Federal revenue continued at near-record highs in 2018, at $3.33 trillion. Unfortunately, this amount was not enough to cover the $4.2 trillion in spending last year, further exacerbating our $22 trillion in national debt. As President Ronald Reagan said, “The problem is not that the people are taxed too little. The problem is that government spends too much.”
Americans are being taxed enough already; it is well past time to get serious about reining in spending. Unfortunately, some in Congress have reached a different conclusion. We have seen multiple demands to raise taxes on middle class Americans to pay for new one-size-fits-all federal benefits. There have been proposals to raise taxes on Social Security, gasoline, firearms, carbon emissions, and even to repeal the Tax Cut and Jobs Act of 2017.

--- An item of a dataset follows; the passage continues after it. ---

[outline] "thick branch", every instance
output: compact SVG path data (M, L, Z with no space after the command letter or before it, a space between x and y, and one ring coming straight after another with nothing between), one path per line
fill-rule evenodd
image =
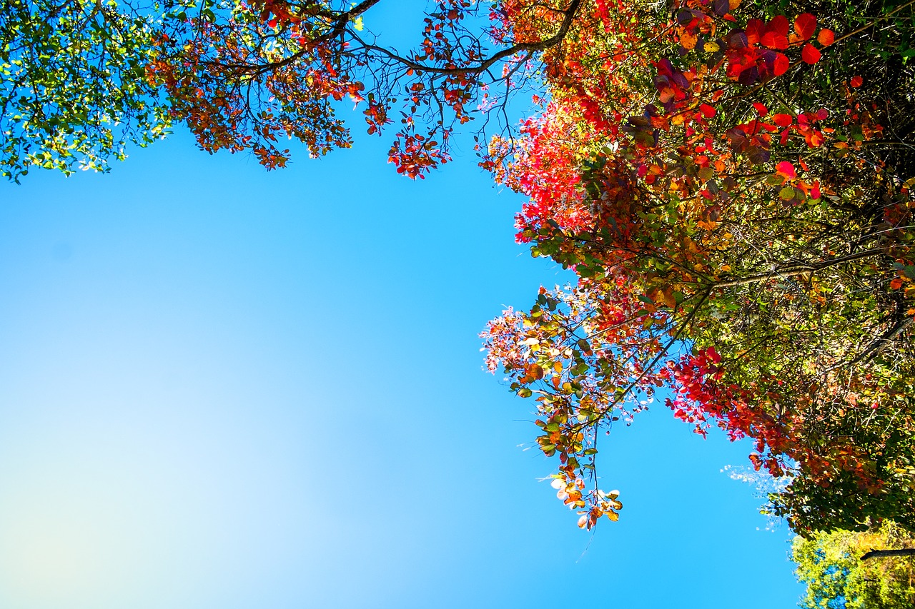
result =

Last week, in the Committee on Ways and Means, on which I serve, a hearing was held on unprecedented tax increases as a part of a “Medicare for All” plan. Currently, 158 million Americans have their health care through employer-sponsored coverage — more than Medicare, Medicaid and Obamacare combined. Through this proposal, every one of these hardworking Americans would have to give up their current health care, and instead be lumped into a single government-run health care plan. More than a million people in the state of Nebraska — more than half of our population — would be forced to give up their current coverage.
Instead of obtaining insurance through your employer or choosing a plan for your family, this system would be funded by us, the taxpayers. The estimated cost for Medicare for All is $32 trillion, on top of current government health care spending. If taxes were increased on every American by twice what they pay now, it would still not be enough to cover an additional $25,000 in taxes per household needed for this plan.
In the House Budget Committee last week, a hearing was held on climate change proposals, including the “Green New Deal.” Cost estimates for this proposal have reached up to $93 trillion, or more than four times our current federal debt.
The cost to taxpayers would be enormous — $60,000 per year for every family in the U.S. — to pay the cost of unobtainable goals such as becoming 100% powered by renewable energy in the next ten years. Currently, renewables accounts for 11% of the United States energy consumption. On top of increased taxes, this drastic change would result in electric bills rising to $3,800 per year per household.
I agree we must look for new solutions to our nation’s greatest challenges. I reject the idea of the American people being undertaxed. We need to look toward free-market solutions to solve these issues — not new government-run mandates and insurmountable debt. Both parties have the common goal of our nation’s success. It is our duty to find common ground, and come to the table to solve the issues facing our nation.